Amazon.com Review
Although
The Half-Life of Happiness begins "For no reason he could think of, Mike felt terrific," the reader is not reassured. The details accrue with disturbing precision during Mike's walk across Charlottesville's Courthouse Square: clear spring sky, soft breeze, pretty tax specialist, bouncy tap-dance teacher, languorous bookstore clerk, charmingly stuttering woman doctor. Then we glimpse the house he shares with his wife and their two daughters: ramshackle, cluttered, incomplete--"a series of partly assembled kits for family happiness." Clearly, this is one marriage--one family--with trouble in its future. Of course, without trouble, there'd be no novel. Only in this case, the family is so
fun, their circle of bright, articulate, bohemian friends so very
winning, that watching them careen toward disaster has the same nasty inevitability as a horror movie: one wants to throw up a hand and say, "Wait! Don't go see what was making that noise upstairs!"
When trouble arrives, it takes the shape of Bonnie, the new girlfriend of one of their gang. Flirtatious and manipulative, with thin, "gobbly" lips, Bonnie seduces not Mike, surprisingly, but his caustically funny filmmaker wife, Joss. Watching his marriage crumble around him, Mike lets himself be persuaded to enter a congressional race that turns into a humiliating farce, while the couple's two daughters observe their parents' plight with unforgiving clarity. The author of the National Book Award-winning Spartina, Casey brings new energy to what could be a familiar story, and his take on the domestic novel, late 1970s style, is a masterpiece of finely drawn characters and meticulous detail.
From Publishers Weekly
Casey's much-admired Spartina won the National Book Award in 1989, and it's no pleasure to report that his new book is a rambling affair that gives only occasional glimpses of the shining talent on show there. It is the story of Mike Reardon, a young lawyer whom after a fling as a Washington congressional aide, has settled into a country practice in Charlottesville, Va. He has a feistily erratic wife, Joss, two bright little daughters, Edith and Nora, an adored mother-in-law and a circle of friends who seem like part of the family. Gradually, things in this seemingly Edenic existence begin to fall apart. A buddy kills himself, Joss's drinking becomes a problem, she begins a lesbian affair and Mike is talked into running an apparently hopeless campaign for Congress.

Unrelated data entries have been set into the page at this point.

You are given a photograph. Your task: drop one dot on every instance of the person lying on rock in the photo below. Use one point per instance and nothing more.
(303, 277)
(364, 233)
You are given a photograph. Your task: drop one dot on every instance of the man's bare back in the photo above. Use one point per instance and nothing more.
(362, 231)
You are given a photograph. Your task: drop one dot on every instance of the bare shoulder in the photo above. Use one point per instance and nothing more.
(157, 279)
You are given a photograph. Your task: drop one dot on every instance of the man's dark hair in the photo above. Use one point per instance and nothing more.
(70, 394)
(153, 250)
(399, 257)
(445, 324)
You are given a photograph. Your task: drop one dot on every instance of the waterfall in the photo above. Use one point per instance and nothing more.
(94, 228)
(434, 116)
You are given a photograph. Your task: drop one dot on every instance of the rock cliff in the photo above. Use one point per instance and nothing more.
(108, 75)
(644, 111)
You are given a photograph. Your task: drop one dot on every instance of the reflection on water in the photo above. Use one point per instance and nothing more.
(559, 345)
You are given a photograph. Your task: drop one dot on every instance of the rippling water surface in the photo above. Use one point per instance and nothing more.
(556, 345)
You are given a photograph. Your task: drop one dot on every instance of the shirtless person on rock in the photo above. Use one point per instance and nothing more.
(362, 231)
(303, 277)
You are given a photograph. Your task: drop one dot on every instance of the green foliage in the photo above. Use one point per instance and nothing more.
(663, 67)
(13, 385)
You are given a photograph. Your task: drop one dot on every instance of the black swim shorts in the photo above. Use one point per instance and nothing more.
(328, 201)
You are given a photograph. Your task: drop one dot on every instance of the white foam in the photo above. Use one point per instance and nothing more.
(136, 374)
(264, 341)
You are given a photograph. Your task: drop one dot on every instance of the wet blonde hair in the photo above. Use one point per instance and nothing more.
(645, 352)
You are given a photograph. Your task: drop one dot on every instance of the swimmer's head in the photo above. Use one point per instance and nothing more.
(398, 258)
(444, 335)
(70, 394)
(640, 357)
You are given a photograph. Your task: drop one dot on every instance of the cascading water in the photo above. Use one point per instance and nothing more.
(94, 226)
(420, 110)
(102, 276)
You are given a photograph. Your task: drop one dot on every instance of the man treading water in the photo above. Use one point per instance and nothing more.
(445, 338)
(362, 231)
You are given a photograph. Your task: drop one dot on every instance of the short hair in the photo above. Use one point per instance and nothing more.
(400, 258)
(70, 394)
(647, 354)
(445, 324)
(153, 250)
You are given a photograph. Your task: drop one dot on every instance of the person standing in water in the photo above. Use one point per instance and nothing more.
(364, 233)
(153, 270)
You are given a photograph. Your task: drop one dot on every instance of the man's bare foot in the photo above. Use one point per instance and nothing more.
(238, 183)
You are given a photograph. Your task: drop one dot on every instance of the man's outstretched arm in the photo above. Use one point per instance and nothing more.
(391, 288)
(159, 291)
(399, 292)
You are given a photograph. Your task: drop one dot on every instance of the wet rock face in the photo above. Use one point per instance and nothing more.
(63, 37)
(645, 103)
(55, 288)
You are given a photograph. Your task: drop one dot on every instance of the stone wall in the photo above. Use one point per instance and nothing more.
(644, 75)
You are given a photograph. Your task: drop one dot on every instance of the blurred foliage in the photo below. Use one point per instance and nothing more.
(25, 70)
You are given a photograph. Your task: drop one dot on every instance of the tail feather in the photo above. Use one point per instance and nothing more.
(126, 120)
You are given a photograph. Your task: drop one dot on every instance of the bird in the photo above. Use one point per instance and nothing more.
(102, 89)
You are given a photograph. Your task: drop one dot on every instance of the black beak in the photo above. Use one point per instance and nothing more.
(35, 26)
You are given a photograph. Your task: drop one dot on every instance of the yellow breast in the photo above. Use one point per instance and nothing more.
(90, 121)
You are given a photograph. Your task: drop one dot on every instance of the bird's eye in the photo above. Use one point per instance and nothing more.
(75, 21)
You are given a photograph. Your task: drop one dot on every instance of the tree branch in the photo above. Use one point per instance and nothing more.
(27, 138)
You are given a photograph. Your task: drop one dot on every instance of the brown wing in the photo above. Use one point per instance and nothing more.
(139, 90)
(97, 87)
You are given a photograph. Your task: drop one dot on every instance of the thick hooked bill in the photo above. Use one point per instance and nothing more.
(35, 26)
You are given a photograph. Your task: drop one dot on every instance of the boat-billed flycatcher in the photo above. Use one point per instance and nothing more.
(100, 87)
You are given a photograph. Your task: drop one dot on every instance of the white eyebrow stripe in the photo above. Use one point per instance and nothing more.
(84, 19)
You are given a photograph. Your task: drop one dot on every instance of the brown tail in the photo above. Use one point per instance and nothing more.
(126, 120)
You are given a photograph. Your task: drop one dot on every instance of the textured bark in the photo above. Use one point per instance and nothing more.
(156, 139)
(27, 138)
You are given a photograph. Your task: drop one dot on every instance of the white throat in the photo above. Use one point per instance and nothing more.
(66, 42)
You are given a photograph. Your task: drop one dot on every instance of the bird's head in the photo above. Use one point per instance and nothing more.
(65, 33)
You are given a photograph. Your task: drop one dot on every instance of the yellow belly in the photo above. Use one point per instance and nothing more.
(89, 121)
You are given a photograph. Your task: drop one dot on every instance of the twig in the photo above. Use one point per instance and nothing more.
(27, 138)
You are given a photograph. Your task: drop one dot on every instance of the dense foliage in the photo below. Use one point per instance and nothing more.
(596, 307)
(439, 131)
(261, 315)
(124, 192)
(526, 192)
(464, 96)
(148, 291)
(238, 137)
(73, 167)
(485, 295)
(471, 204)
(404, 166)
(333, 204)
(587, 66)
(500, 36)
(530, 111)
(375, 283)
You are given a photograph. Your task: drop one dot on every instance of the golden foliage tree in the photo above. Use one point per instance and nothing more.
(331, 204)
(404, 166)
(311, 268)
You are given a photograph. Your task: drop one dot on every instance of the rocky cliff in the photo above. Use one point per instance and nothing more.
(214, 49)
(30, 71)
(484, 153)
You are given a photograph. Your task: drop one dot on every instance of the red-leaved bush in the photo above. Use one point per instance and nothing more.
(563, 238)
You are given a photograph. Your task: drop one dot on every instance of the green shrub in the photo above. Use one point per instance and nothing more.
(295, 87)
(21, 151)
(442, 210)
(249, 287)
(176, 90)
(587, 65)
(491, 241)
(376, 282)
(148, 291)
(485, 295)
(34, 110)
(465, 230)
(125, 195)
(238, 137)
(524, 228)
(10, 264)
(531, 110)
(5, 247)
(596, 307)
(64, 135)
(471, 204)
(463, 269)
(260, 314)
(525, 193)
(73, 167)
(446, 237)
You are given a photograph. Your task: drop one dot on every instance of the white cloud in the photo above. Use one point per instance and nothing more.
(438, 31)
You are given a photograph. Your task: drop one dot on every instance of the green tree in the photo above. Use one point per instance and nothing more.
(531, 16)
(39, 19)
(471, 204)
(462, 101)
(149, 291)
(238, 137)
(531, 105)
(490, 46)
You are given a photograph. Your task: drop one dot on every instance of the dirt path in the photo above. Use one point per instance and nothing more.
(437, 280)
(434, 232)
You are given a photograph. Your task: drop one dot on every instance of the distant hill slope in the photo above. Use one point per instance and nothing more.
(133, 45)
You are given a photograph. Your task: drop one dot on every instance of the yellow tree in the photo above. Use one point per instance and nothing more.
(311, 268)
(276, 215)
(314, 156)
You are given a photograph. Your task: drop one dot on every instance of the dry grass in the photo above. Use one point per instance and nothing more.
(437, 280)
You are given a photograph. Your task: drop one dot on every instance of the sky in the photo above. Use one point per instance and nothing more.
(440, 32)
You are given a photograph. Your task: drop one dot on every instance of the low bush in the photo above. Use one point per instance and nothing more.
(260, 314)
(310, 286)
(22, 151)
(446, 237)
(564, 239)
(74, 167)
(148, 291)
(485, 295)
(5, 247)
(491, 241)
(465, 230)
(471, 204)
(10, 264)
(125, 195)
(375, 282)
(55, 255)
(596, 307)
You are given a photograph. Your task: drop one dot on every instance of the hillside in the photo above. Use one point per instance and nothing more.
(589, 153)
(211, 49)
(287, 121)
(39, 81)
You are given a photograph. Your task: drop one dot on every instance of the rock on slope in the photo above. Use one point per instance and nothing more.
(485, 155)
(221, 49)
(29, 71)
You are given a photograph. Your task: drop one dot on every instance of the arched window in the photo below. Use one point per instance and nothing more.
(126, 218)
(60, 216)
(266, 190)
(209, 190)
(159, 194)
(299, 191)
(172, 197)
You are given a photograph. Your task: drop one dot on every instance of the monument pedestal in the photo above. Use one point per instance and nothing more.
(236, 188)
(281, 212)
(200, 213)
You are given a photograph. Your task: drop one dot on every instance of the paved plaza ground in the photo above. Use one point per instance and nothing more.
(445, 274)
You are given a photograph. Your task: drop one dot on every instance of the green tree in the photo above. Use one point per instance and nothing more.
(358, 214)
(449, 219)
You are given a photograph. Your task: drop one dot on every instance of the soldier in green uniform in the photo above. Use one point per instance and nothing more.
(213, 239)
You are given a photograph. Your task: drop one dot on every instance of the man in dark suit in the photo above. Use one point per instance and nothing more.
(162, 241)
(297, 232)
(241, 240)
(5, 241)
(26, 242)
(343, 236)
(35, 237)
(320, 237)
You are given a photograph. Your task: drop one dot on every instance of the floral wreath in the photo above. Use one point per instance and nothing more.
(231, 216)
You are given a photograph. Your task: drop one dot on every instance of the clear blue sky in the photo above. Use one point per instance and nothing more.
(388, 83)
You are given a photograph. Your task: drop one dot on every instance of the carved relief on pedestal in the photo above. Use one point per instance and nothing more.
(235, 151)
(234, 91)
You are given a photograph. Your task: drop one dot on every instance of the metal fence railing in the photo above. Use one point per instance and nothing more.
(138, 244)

Meanwhile, Edith and Nora reflect alternately on the course of events as they struggle to keep afloat in a turmoil of conflicting loyalties. The problem with the novel is that the reader never gets to know these people as well as Casey evidently does, which means that many of this long book's long scenes drift; there are numerous passages that could have used a stern editorial pencil. There are pleasures, to be sure: some of the scenes in the campaign are sharp and funny (if by no means as plugged-in as Primary Colors), and the concluding pages have a sweet dying fall. But the facts that Mike, for all his virtues, never quite comes to lif,e and that the girls sound too much alike, are distinct flaws in a book that depends on their conviction and weight. 50,000 first printing.